Als das Sturmjahr 1848 anbrach, wurde P. durch die liberale Strömung schnell emporgehoben und an eine leitende Stelle gebracht. Auf dem Landtage der Niederlausitz, dem er seit 1833 angehörte, und auf dem Vereinigten Landtage hatte er sich noch conservativ gezeigt, und für die damalige Zeit widersprach dem seine freihändlerische Richtung nicht. Er hatte auch wiederholt die Nothwendigkeit der Einführung eines Repräsentativsystems geleugnet und dagegen angekämpft. Als der Liberalismus mit der Märzrevolution zur Macht kam, brach P. indeß mit dieser Anschauung. Es war dies nicht bloß ein Sich-Abfinden mit den Thatsachen, sondern P. entdeckte seitdem ganz die liberale Natur seines Wesens und fuhr mit vollen Segeln auf der neuen Strömung. Ihm wurde am 17. April das neugegründete Ministerium für Handel, Gewerbe und öffentliche Arbeiten einstweilig übertragen, das er zwei Monate innehaben sollte. Die politischen Wirren hatten zur Folge, daß es damals für ihn in seinem Ressort gar nichts zu thun gab. Absolute Ruhe herrschte nach Rudolf Delbrück’s Zeugniß zu jener Zeit in der Handelspolitik. Dafür ging P. mit Eifer an eine tiefgreifende Agrarreform, die dem Zuge der Zeit, die bestehenden Rechtsverhältnisse zu vernichten, auf halbem Wege entgegenkam und sich mit dem Nimbus schmückte, sie knüpfe an die Stein-Hardenberg’schen Reformen an. Der Geheimrath Krug erhielt von P. noch im April den Auftrag, die bestehenden Agrarverhältnisse einer Kritik zu unterziehen und Reformvorschläge zu machen. Krug reichte darüber am 23. Mai eine Denkschrift ein, und auf deren Grundlage entstand das denkwürdige Patow’sche Promemoria vom 10. Juni 1848, das zum Theil zeitgemäße, aber sehr radicale Aenderungen in den Agrarverhältnissen vorzunehmen gedachte. Dies wurde am 20. Juni dem Präsidenten der Nationalversammlung übersandt. Doch an demselben Tage fiel das Ministerium Camphausen und mit ihm P. Immerhin wirkten seine Anregungen, die u. a. heftig von Bismarck bekämpft wurden und eine Denkschrift des Junkerparlaments hervorriefen, weiter und wurden in den Regulirungsgesetzen von 1850, allerdings wesentlich gemildert, zur tiefen Erbitterung des sich dadurch schwer beeinträchtigt fühlenden Großgrundbesitzes verwirklicht.

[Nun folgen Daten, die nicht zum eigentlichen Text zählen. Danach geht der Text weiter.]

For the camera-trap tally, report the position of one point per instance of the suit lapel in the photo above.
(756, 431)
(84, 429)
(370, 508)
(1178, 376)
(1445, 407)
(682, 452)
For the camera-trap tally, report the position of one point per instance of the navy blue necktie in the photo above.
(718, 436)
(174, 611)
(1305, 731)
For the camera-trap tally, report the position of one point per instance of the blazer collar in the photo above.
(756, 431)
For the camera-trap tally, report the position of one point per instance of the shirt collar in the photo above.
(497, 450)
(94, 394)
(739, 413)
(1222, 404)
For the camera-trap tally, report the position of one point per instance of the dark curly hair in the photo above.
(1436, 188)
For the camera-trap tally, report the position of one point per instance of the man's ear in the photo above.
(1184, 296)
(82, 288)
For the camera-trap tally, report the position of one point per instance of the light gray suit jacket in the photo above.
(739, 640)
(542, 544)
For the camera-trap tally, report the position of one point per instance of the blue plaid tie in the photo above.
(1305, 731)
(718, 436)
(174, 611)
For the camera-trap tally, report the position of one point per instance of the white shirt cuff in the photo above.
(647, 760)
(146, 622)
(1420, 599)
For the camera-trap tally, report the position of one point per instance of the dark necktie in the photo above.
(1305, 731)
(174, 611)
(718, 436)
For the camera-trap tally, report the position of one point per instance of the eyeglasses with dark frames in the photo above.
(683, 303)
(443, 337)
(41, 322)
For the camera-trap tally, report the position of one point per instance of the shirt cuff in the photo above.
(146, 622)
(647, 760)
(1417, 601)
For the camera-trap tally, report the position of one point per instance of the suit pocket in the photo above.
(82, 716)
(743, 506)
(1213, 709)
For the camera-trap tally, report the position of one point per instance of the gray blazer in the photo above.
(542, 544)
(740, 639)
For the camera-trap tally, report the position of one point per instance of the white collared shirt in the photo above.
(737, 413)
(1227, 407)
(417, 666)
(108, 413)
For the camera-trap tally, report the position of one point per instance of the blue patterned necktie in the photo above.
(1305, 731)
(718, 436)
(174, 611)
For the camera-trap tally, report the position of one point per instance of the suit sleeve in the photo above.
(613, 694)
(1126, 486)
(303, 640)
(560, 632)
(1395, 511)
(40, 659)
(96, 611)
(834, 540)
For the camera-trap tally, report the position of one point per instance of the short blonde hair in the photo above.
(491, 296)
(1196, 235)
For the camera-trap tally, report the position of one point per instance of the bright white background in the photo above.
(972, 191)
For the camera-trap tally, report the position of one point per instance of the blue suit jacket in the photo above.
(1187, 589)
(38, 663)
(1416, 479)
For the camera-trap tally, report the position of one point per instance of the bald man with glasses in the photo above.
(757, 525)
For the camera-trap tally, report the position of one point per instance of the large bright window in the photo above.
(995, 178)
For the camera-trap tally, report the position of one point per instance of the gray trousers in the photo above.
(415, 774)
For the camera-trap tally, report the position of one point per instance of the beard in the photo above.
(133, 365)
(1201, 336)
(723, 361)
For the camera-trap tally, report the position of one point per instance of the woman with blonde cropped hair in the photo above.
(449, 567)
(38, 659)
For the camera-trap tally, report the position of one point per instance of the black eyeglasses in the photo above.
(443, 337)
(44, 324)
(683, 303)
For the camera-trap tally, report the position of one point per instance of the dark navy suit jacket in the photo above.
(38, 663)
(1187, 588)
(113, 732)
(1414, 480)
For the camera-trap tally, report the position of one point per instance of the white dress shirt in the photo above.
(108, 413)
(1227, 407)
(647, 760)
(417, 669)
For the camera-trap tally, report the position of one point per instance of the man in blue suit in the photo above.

[762] Mitten in diese Arbeiten zur Agrarreform fiel ein Ereigniß, daß grell die Lage und Patow’s Wesen beleuchtete. Am 30. Mai stürmten viele hunderte von Arbeitslosen mit Gewalt das Haus Patow’s auf dem Wilhelmsplatz und verlangten von ihm als dem zuständigen Minister Arbeit. Die Skandalscenen währten mehrere Stunden. Die Arbeiter besetzten die Fenster und hielten von dort Reden. Während P. fast mißhandelt wurde, sah die Bürgerwehr unthätig zu, und die Minister Heinrich v. Arnim und Auerswald gingen vor dem Hause auf und ab. P. besaß die Schwäche, die Sturmpetenten einzeln mit Achtgroschenstücken abzufinden. Der Vorgang blieb den Zeitgenossen unangenehm im Gedächtniß haften. Noch am 4. Juni 1860 buchte Leop. Gerlach in seinem Tagebuche, daß P. vor der Anarchie das Gewehr gestreckt habe. Infolge einer Auseinandersetzung in der Kammer über jene Begebenheit hatte P. am 2. März 1855 mit einem jungen Officier, einem Grafen Schlieffen, ein Duell, bei dem P. leicht am Bein verwundet wurde.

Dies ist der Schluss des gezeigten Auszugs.